We bid farewell to everyone and left and I cried a little when we got outside. Shelton laughed and said he felt like we were at my college graduation.

I just wish I could stay with them until the baby gets here. But that’s not what they do. And I’m leaving feeling completely confident that they did what they do very, very well.

So thanks to the entire staff at our clinic for making one of the most difficult trials of our life so much easier, more comfortable, manageable, and let’s not forget successful!

My One and Only

Monday, August 31st, 2009

This morning was our first ultrasound and I can tell you with all certainty that Shelton and I were far more nervous and anxious about this appointment than we were the pregnancy test. I didn’t even want to talk this morning; and Shelton kept doing it! I was just a ball of nerves and when they called our name to go back I thought I was going to lose my breakfast right there in the waiting room.

I was taken back and weighed – 138 pounds. This is up about six from when we started the IVF two months ago. We did my blood pressure and made witty small talk about how last night I told Shelton that if he didn’t come home with a chocolate chip cookie he shouldn’t come home at all. (He slept here last night!) Then I was left to undress from the waist down and prepare for my ultrasound. (This is vaginally – not goop all over the belly.)
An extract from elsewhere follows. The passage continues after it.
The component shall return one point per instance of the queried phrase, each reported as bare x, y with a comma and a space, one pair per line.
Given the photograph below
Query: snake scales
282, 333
The doctor came in and asked how I’ve been feeling. I told him and he said welcome to pregnancy! Had a nice ring to it. Then we started the ultrasound and within seconds he pointed on the screen to my uterus and the one “pregnancy sack” on the screen. Our baby!!! Just the one. No twins. Or octo-babies. A single baby measuring 5mm (.19″), with the tiniest little heartbeat fluttering so fast a hummingbird would feel inadequate. We heard the heartbeat and saw the little flicker at 105 beats/minute. Pretty amazing!
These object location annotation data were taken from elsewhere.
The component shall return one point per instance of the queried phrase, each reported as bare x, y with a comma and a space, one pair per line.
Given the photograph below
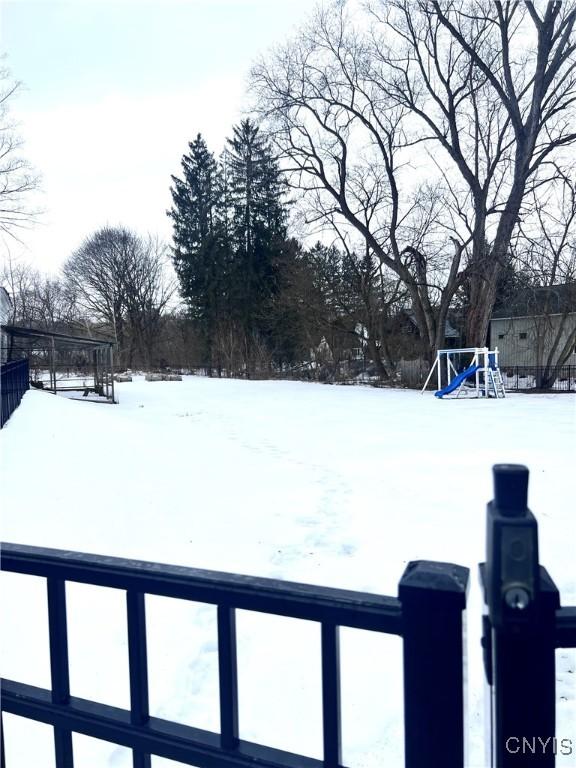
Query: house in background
537, 327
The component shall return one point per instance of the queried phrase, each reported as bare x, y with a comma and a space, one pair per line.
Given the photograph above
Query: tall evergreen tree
200, 247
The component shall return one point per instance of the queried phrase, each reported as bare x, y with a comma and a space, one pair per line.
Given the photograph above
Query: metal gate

Everyone talks about this emotional moment the first time you hear the heartbeat. But neither of us had it. Are we broken? I don’t think so. Honestly, there was so much anxiety going in to this appointment, I think we both were completely confident we were going to hear “twins,” and then we didn’t and that’s pretty much all we could focus on. So while I was completely impressed with the fact that this minute being had a heartbeat and thought it was beautiful to hear it, my head was elsewhere.
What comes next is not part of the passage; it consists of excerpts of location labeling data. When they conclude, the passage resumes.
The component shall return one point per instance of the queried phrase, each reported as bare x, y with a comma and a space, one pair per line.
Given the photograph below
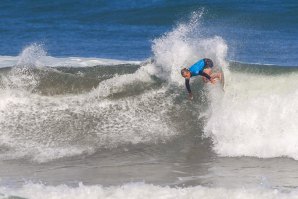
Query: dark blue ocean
255, 31
93, 105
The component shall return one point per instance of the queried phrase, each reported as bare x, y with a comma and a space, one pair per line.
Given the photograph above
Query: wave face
53, 108
50, 111
139, 190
Dr. T said our pregnancy is on track so far and looks healthy and viable. YAY!!!

We scheduled a follow-up sonogram for two weeks from now and left with a few tiny sonogram pics.

Shelton and I had a little embrace outside and assured one another we were OK. I dropped him off at work and as soon as I put the car in reverse I started sobbing. I felt like I’d lost something I’d never had. And the harder I cried over not having a second baby, the more I’d cry for feeling guilty that I wasn’t acting grateful for the one I do have. What a friggin’ mess! It was just this adrenaline crash and overwhelming bittersweet feeling. We’re disappointed. And thrilled. All at the same time. Part of me feels like I’d feel like this if I’d heard twins, too.

I’m over the moon that we have a healthy baby, and a healthy pregnancy. This baby is going to make us parents and change our lives in ways we can’t even see yet.

IVF Shots Day 17 – Stim Day 8

Sunday, August 30th, 2009

I’m pretty miserable folks. Pain is just radiating out of my right ovary into my stomach, back and everywhere in between. It hurts to walk. It hurts to sit. It hurts to use the little girl’s room. And according to the ultrasound I had this morning this makes sense because my right ovary is doing all the work and left ovary is barely doing its fair share. As I explained yesterday, my ovary is about 2-3 times its normal size, which would be painful all by itself, but then it’s surrounded by several eggs. My guess is at least ten now.

My appointment went well this morning, just in and out. My afternoon call from “M” said that my estrogen is now around 1600. I have another appointment in the morning and then I’m guessing we’ll figure out a plan for the retrieval. It will be Sunday or Monday.

I’m tired, I have a headache, I’m crabby and I’m sore. That’s pretty much the gist of today’s events.